Even internationally proven teams like Complexity have suffered because of EG getting sent through open qualifiers. Ineligible for a direct invite, EG's presence in NA has now forced them to fight for tournament life in the wildcard stage.

A better way(s)

I decided to ask Joe Eastham, Kaipi's manager, for a few suggestions about how to improve the roster lock system. The first thing he suggested was having one less Major each year, to avoid the back-to-back double-lock period with TI. "Having only two Majors would even out roster lock length," he said. "When normal locks are three months apiece, a six-month roster lock is incredibly daunting for most players to actually commit to."

He also thinks there's a way to avoid punishing other open qualifier teams for EG and Secret's infractions. "While I think it’s good that EG and Secret were forced to go through open qualifiers since it means Valve is sticking to their guns, I think there should be an additional open qualifier spot added. One in each region is essentially forfeit to EG and Secret," he said.

Creating separate lock deadlines for dropping players and adding new ones, something that's well established in other esports, is another solution that's been widely recommended. "Separate drop and add dates would prevent players being dropped from their teams right before lock date," Eastham explained. "This would give players dropped by their team appropriate time to find a new team.

Separate dates would also allow tryout periods if spaced enough: have a drop date, and give teams two weeks to tryout new players before rosters lock again. If teams can’t find a suitable replacement, they could ask their former teammate to rejoin if they so chose to.
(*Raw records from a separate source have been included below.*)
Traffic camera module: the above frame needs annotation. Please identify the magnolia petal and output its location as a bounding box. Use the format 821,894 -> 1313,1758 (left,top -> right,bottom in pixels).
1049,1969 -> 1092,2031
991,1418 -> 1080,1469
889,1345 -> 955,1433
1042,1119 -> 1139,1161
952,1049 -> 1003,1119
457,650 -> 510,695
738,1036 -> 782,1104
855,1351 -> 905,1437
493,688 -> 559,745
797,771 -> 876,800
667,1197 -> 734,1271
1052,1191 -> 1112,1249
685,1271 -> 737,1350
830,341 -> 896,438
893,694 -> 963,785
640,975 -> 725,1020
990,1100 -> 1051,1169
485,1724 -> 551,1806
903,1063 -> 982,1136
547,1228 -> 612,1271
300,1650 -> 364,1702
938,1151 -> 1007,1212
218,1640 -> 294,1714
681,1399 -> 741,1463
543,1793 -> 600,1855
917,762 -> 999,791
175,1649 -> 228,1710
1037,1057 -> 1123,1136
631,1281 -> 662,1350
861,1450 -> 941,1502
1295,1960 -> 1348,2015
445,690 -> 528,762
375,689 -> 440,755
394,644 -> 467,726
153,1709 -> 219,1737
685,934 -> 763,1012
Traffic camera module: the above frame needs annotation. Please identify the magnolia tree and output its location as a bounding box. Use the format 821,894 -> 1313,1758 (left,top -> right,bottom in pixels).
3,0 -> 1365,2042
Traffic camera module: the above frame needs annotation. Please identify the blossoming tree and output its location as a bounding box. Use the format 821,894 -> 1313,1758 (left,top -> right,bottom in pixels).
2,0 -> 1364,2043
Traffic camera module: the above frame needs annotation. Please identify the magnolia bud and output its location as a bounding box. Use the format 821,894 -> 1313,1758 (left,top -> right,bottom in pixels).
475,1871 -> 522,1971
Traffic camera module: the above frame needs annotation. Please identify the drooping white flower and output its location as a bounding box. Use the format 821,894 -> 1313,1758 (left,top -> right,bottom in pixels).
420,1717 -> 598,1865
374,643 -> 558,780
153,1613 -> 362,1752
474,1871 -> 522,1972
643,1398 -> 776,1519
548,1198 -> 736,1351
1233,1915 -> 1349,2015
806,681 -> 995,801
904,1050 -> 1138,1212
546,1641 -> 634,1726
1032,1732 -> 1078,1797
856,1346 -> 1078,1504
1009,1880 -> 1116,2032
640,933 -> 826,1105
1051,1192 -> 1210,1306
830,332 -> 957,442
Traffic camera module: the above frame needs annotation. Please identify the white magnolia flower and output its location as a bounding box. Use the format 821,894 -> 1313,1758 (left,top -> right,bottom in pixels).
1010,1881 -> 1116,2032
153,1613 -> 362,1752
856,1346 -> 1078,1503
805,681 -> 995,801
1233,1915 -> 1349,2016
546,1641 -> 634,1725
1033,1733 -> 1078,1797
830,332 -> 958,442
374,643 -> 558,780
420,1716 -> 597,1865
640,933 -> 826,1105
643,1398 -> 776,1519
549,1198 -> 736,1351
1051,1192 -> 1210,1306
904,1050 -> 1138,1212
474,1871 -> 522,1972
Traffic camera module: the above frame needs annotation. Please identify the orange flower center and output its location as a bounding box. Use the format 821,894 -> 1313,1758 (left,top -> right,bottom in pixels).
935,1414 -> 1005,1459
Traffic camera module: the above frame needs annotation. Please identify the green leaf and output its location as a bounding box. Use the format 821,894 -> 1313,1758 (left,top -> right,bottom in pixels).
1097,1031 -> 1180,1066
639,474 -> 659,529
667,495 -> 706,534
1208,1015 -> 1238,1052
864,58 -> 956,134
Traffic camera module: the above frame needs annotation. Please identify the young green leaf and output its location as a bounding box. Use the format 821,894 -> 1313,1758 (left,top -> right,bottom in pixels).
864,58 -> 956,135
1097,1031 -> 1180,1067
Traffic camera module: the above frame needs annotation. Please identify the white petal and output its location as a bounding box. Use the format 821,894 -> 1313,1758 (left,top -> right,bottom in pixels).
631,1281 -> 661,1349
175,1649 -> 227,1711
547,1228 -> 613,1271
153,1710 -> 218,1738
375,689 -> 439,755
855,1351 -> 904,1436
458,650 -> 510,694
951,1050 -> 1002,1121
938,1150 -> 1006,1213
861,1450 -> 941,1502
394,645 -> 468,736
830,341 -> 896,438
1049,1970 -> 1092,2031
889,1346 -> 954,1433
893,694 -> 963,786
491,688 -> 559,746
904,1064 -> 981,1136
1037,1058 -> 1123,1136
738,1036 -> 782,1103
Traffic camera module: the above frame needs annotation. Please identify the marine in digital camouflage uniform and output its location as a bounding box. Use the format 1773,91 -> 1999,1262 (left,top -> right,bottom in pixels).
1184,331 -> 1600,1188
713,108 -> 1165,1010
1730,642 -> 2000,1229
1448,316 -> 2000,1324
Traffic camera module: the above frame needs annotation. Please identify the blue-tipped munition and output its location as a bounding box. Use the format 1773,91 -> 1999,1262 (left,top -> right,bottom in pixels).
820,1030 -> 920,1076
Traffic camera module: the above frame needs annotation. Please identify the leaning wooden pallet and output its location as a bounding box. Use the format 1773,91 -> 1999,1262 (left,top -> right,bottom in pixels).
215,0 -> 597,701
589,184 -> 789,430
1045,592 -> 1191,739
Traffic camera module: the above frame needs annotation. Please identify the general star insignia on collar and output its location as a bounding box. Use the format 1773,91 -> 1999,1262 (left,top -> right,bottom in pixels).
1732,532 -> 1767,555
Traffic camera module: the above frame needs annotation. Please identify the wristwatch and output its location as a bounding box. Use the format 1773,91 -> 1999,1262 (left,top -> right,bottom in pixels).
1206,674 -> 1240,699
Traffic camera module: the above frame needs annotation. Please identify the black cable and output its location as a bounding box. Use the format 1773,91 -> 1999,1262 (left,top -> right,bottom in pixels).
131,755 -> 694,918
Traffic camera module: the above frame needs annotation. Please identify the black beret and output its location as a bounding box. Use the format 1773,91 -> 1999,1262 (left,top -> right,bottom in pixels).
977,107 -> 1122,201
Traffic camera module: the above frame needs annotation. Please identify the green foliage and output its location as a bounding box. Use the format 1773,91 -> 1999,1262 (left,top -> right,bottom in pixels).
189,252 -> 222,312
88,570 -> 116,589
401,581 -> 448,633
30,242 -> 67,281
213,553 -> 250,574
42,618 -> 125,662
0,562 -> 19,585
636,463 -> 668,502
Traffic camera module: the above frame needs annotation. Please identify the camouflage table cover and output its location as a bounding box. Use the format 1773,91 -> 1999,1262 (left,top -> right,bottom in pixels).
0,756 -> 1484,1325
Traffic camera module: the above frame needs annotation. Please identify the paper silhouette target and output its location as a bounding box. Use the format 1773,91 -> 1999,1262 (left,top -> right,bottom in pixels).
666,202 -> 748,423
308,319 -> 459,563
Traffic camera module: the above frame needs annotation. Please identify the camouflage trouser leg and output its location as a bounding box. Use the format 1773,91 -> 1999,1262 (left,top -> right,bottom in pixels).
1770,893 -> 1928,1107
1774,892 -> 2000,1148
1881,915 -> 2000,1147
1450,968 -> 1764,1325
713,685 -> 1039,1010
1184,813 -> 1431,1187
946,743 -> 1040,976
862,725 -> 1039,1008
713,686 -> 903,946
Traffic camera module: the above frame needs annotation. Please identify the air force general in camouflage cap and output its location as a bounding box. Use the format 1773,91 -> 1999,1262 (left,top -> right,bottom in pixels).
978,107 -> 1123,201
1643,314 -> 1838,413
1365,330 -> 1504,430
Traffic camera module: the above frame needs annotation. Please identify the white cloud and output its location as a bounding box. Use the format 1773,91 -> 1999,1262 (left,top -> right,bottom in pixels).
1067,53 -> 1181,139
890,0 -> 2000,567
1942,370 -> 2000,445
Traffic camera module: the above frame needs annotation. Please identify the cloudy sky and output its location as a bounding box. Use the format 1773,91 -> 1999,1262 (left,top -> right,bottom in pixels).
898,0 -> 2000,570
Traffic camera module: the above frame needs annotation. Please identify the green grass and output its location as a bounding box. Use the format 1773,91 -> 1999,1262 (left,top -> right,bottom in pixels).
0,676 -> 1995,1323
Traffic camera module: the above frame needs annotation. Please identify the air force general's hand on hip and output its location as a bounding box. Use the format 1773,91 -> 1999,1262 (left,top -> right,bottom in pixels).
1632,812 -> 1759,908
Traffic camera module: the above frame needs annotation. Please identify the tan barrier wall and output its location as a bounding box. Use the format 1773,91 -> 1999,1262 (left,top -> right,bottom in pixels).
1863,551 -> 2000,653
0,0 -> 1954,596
It’s good that Valve is taking a more direct approach in the professional scene. Their hands-off attitude has at times gotten incredibly frustrating for us as fans, and trying to influence roster stability is a welcome change. However, like with any new idea, roster locks and the rules around them need to be tweaked to find what works best. For Valve's system to work as advertised, it will need some significant debugging, especially in light of what's happened this season.